NAIROBI, Kenya, February 18 – The Digital Taxi Forum (DTF) on Friday threatened to disable all email apps within seven days if the government fails to issue the Digital Taxi Regulations (TNC Rules 2022) which was passed by the Senate in 2019.
If passed, the regulations proposed by the National Transport and Safety Authority (NTSA) will, among other things, prohibit operators of digital telephone services from charging a commission of more than 15%.
Speaking at a press conference, DTF General Secretary (SG) Wycliffe Alutalala said the failure of transport cabinet secretary James Macharia to publish the digital taxi regulations had led to serious suffering for drivers and car owners who have long spoken out against injustice. schemes by international carpooling companies.

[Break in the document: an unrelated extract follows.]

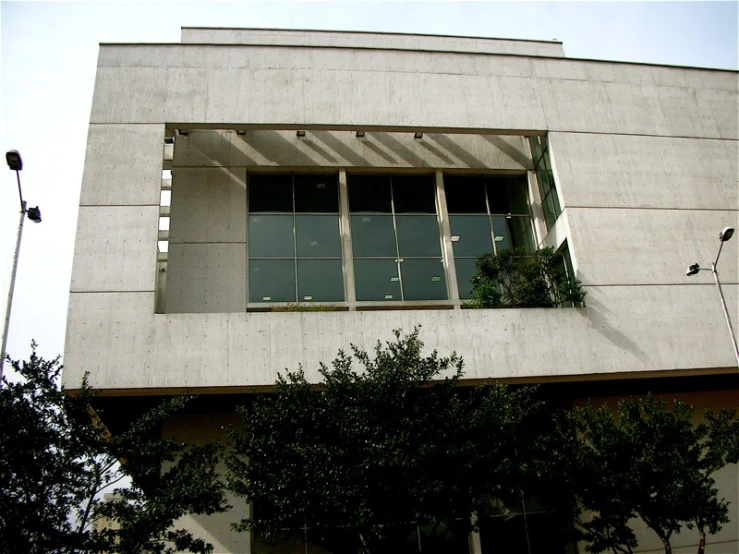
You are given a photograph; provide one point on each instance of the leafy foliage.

“It is unfortunate that a year later, CS Macharia has refused, neglected, refused or ignored to publish the Regulations for reasons they know best,” SG Alutalala lamented.
“We hereby issue a 7 day notice to the Cabinet Secretary (CS) for Transport, James Macharia, to publish the Digital Taxi Regulations. In the absence of an official publication, we are issuing a notice of nationwide boycott and disabling of all apps i.e. Uber, Bolt, Little Cab and any other apps operating in Kenya,”

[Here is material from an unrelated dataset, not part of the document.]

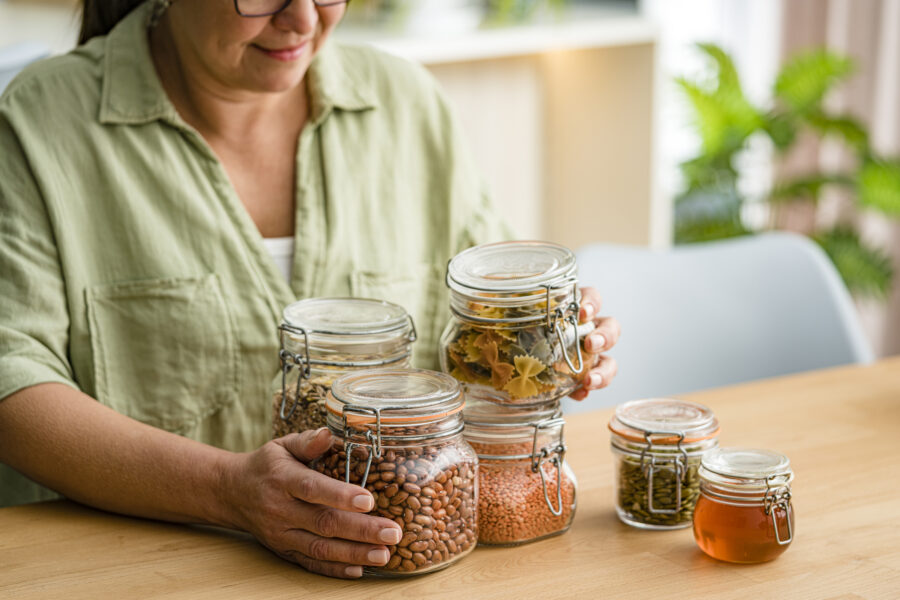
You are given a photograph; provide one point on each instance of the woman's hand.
(302, 515)
(604, 337)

Furthermore, he reiterated that “the strike, once started, will continue indefinitely until the regulations are published in the Official Gazette.”
Pauline Njeru, DTF’s partners representative, said that “the longer regulations remain published, the more difficult it is for drivers to operate and for Kenyan investors to support local email apps as they cannot compete with the low prices offered by Uber and Bolt”.
“We at SG have encouraged other drivers and car owners across the country to be prepared for a long stop and to stay off the road during the strike period,” he said.
If passed, the law would also require international digital taxi companies to establish a subsidiary in Kenya and pay an application fee of 500,000 shillings and an annual renewal fee of 300,000 shillings.
Uber and Bolt, through a letter to the Department of Transportation dated November 29, 2021, had opposed the 16% commission cap, noting that it was “discriminatory and discourages investment in the industry.”